Wer hätte das gedacht? Mel Gibson – seit antisemitischen Äusserungen Persona non grata in Hollywood – gibt in Tinseltown ein ehrenvolles Comeback: Die wahlberechtigten ausländischen Journalisten haben seinen neuen Film «Hacksaw Ridge» für drei Golden Globes nominiert.
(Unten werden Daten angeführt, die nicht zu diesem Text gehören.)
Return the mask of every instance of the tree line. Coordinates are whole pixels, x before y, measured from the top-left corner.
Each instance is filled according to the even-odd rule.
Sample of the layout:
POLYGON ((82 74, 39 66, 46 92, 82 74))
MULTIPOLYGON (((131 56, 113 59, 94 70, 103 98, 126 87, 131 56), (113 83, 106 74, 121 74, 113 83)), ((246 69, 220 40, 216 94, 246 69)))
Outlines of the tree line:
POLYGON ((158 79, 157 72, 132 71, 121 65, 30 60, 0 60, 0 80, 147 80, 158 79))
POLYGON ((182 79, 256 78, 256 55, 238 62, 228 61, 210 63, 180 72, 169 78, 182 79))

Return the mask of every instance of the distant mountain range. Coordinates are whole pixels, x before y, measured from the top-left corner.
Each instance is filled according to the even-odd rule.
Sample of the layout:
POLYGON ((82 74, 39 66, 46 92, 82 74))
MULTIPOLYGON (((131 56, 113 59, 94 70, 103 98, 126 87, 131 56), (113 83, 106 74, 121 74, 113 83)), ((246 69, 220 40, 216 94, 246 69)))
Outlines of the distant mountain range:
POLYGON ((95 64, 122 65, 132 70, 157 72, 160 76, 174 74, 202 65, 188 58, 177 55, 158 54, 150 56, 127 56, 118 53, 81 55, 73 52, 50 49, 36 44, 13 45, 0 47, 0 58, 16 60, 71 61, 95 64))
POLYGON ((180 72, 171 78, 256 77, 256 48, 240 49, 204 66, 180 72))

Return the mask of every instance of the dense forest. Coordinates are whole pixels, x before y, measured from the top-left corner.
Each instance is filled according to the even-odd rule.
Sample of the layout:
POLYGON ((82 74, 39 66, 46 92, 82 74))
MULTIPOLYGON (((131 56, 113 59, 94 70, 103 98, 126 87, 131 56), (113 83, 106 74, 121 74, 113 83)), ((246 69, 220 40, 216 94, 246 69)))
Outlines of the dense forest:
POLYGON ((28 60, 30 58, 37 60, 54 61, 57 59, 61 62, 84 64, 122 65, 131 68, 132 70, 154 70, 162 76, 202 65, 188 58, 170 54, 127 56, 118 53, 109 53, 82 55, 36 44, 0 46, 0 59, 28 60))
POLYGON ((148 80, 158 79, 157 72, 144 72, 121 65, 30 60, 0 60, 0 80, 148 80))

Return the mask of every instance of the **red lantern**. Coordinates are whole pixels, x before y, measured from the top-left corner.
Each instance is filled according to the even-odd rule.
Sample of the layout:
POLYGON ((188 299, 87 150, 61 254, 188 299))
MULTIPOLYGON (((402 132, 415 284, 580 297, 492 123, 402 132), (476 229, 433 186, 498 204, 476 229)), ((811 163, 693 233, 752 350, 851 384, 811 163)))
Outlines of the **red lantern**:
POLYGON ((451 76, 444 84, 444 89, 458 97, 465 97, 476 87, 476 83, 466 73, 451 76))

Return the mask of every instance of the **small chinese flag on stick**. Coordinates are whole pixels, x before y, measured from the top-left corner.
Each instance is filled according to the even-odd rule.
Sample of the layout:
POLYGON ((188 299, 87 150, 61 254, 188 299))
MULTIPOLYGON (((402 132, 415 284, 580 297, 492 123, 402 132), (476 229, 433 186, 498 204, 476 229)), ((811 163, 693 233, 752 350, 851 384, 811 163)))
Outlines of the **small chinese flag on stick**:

Hat Hollywood dem 61-Jährigen seine Ausrutscher verziehen? Es scheint fast so. Mel Gibsons Kriegsepos, bei dem er Regie führte, holt Golden Globe Nominationen in den Kategorien bestes Drama, beste Regie und bester Drama-Hauptdarsteller (Andrew Garfield).
Standing Ovation
«Hacksaw Ridge» hat schon an seiner Weltpremiere am Filmfestival von Venedig begeistert und erhielt eine zehnminütige Standing Ovation. Eine grosse Genugtuung für Mel Gibson, der seit seiner letzten Regiearbeit «Apocalypto» (2006) nur in einigen nicht erwähnenswerten Rollen zu sehen war, darunter in Jodie Fosters missglücktem «The Beaver» (2011).
Trailer
In «Hacksaw Ridge» tut Gibson, was er als Regisseur am besten kann: mit grosser Geste auf eine blutige Katharsis zusteuern. Kein anderer Jesus-Film war so gewaltreich wie Gibsons «The Passion of the Christ» (2004). Auch «Braveheart» (1995) und «Apocalypto» geizten nicht gerade mit Filmblut.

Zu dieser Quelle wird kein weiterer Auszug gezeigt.